First up was Raoul in Toulouse with the Altec 288C, Hiraga crossovers, and a Philips multicell horn, detailed here http://forums.melaudia.net/showthread.php?tid=2443&pid=15689#pid15689
One of the unique things I heard was the bass section of Regis built into the concrete wall, each with four Altec 15 inch woofers in each speaker
His uncle who led him down the naughty path, Andre, had another beautiful room with Altecs, Voxativ Ampeggio Dues, and Onkens, with his wife playing us some live piano. Both Andre and regis had excellent rooms with the acoustic treatment definitely giving it a sense of air, space, and lack of strain on any frequency. The JBL 2404 at Andre’s caught my attention for giving a wide and airy stage. Regis’ bass power was striking, and I understood from the the three that adding the subs in the wall had improved the ease of flow.

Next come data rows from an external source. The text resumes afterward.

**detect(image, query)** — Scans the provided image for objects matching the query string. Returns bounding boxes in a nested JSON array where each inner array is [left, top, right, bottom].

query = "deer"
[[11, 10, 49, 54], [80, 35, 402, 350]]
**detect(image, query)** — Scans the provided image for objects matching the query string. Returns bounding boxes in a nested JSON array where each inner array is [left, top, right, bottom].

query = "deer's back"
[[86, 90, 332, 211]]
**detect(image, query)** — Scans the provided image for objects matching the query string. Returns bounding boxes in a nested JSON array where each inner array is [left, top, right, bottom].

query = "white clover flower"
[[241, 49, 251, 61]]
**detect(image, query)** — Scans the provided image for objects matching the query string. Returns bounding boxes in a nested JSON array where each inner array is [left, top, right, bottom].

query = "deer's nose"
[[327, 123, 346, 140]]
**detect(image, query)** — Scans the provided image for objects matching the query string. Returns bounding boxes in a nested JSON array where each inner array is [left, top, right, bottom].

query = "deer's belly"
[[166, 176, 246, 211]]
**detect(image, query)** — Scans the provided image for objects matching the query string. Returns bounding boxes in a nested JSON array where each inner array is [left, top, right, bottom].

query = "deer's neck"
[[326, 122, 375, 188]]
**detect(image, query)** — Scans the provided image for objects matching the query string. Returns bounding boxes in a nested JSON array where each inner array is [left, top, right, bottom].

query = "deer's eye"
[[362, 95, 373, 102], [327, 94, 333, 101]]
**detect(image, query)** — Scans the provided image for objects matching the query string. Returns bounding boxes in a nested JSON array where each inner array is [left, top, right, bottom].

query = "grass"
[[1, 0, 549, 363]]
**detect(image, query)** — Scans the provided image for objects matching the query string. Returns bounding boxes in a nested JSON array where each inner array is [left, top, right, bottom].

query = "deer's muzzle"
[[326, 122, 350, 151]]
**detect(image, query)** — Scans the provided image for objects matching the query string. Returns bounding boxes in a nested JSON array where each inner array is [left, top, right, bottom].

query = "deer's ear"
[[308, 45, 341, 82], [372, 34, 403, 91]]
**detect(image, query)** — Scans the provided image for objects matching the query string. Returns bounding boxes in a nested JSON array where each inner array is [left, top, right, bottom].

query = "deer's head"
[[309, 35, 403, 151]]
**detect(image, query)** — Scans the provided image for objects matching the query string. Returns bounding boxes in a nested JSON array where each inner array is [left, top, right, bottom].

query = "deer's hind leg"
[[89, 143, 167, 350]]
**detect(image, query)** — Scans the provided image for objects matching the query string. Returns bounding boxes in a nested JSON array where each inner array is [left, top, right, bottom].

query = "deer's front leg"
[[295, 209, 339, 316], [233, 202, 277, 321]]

And finally Stephane who had the VOT A5X with original (American) 825 cabinets, mounted with ALTEC 515 (1st serie) reconned by GPA parts (035400), the horn is a H511-E clone equipped by 288-16H GPA completed by T925 FOSTEX. The bass reinforcement is made by 2 ALTEC Model19 (bass box) with ALTEC 421-16G (special britanic model). We did try switching on and off the woofer, and switching it off led to a fall in the soundstage. Both Regis and Stephane had attractive looking Altecs that fit into the living room. Stephane had previously experimented with the Altec 211, but that mammoth beast had proved too much for his room to tame.
What you see with the Altecs in France, are the one woofer VOTs, while Misho’s was the dual woofer front loaded horn.

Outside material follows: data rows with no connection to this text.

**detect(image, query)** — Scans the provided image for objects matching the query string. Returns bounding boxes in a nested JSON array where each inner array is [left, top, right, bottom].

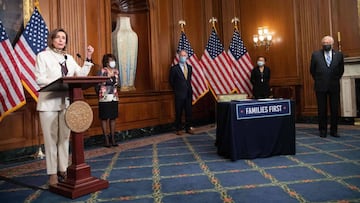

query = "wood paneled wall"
[[0, 0, 359, 152]]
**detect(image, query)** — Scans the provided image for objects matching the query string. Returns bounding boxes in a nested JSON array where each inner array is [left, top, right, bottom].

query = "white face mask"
[[109, 61, 116, 68], [257, 61, 265, 67]]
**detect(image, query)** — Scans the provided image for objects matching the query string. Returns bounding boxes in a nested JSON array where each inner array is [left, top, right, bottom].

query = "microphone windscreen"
[[76, 53, 81, 58], [64, 55, 68, 60]]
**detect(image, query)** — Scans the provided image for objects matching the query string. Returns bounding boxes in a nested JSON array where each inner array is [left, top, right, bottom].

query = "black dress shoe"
[[330, 132, 340, 137], [186, 129, 195, 134], [319, 131, 327, 138]]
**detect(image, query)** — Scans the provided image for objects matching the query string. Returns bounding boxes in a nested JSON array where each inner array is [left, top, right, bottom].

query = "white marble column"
[[340, 57, 360, 117]]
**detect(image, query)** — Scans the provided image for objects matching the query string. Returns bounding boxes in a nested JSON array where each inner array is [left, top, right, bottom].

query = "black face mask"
[[322, 45, 332, 51]]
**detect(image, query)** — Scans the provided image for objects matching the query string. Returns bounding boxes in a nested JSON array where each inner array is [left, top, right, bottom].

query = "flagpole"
[[208, 17, 219, 129], [32, 6, 44, 160], [33, 118, 45, 159], [228, 17, 254, 98], [24, 5, 45, 160]]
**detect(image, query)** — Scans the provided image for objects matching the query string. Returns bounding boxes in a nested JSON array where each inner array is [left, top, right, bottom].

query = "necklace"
[[49, 49, 66, 64], [105, 67, 115, 76], [52, 48, 66, 55], [259, 66, 264, 72]]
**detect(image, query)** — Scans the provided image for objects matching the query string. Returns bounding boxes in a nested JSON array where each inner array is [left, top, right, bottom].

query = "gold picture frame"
[[0, 0, 38, 44], [23, 0, 39, 26]]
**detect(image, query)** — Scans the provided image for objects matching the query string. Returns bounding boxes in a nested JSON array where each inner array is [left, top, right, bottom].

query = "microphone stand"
[[34, 145, 45, 160], [33, 117, 45, 159]]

One of the non Altec VOTT systems that sounded quite musical was the Yamaha dual woofer, owned by Dominic in Cologne, described here http://unepassionaudiophile.fr/mon-systeme-audio/
However, at the end, I preferred Misho’s simple series crossovers and electronics over the Hiraga implemenations I heard, and the differences were substantial. If they have to do with series and parallel, and any complexity, I do not know. One thing is for sure, Misho is one of the mentors in audio, who knows how to create an exciting, energetic, large scale natural concert house with his electronics and speaker configurations. . While Misho’s electronics were not DHT triodes like 2a3 or 45 or 46, they were characterized by massive drive, excitement, large stage, and dynamics. Each of the owners I spoke to, all described it as live. You did not get into the nitty gritties of audiophilia, but just appreciated the liveness of the sound.

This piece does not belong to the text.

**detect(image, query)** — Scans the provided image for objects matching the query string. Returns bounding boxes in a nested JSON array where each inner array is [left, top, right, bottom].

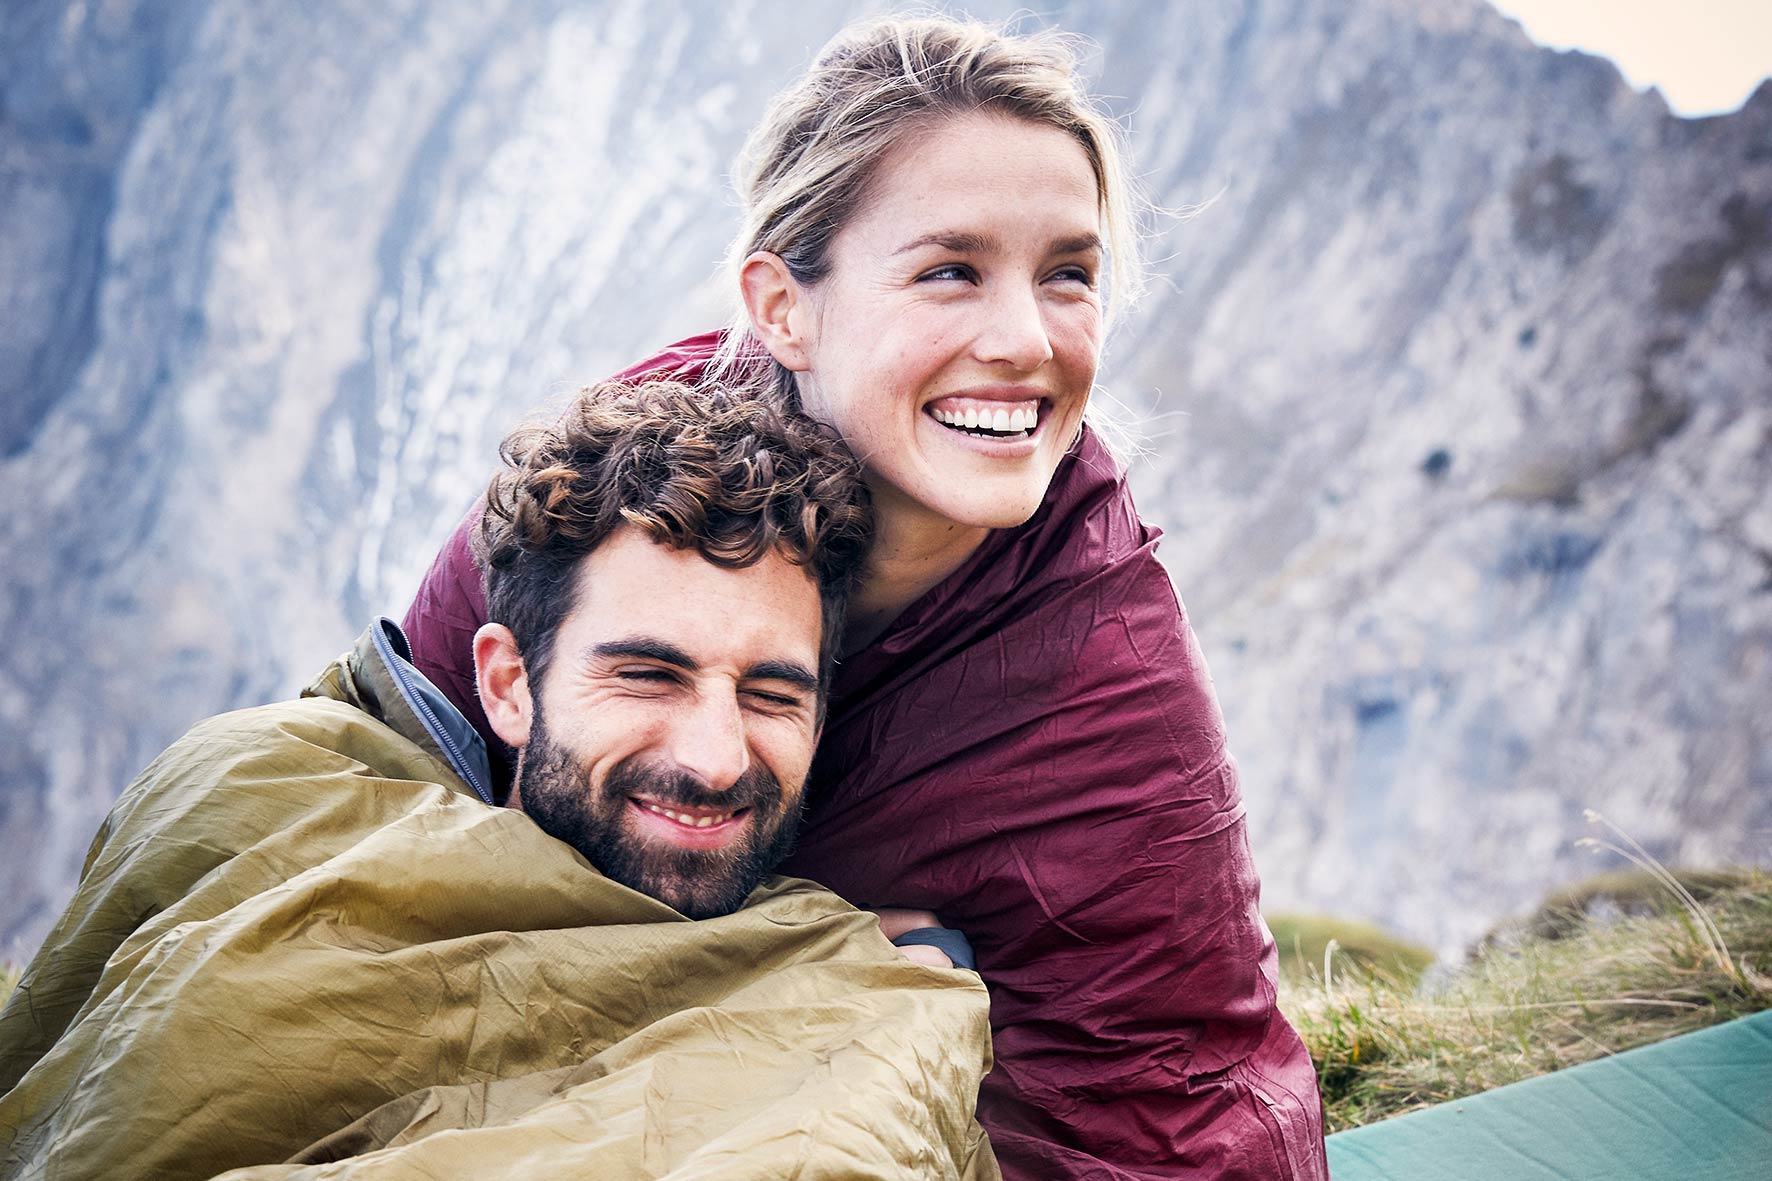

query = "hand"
[[865, 907, 955, 969], [896, 944, 956, 969]]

The people I consulted asked me to stick to the originals over GPA Altecs or recones. By now, I have sourced myself two pairs of original Altec 515Bs (alnicos). I have been a pain to my friends singing the dual woofer FLH mantra on all topics regarding audio for the last 6 months. If there is one thing I desire more from the altecs, and this is coming from being an anal critical listener who looks for transparency to recordings, nuance in violin tones and inflections, and an electrostatic purity – not something that is on the selection criteria list for every listener – was that the Altec highs lagged behind the Beryllium highs (horns universums and various TADs) and AER. In either case, as a complete speaker, I prefer these to all OMA speakers, all Cessaro speakers, AG Trios, and Acapellas, Tune Audio that I have heard. Can these be improved using same mid/high drivers as those used in Cessaros or Universums? I will address this in my write-ups to follow. But that whole live experience still makes Misho and Yanislav’s system one of the best I have heard, and what I will probably end up owning once I get sufficient space, with a twist or two on the mids/highs, that is purely optional.
Btw, forgot to mention. Misho turned out to be one of the most selfless, helpful, nicest guys in audio.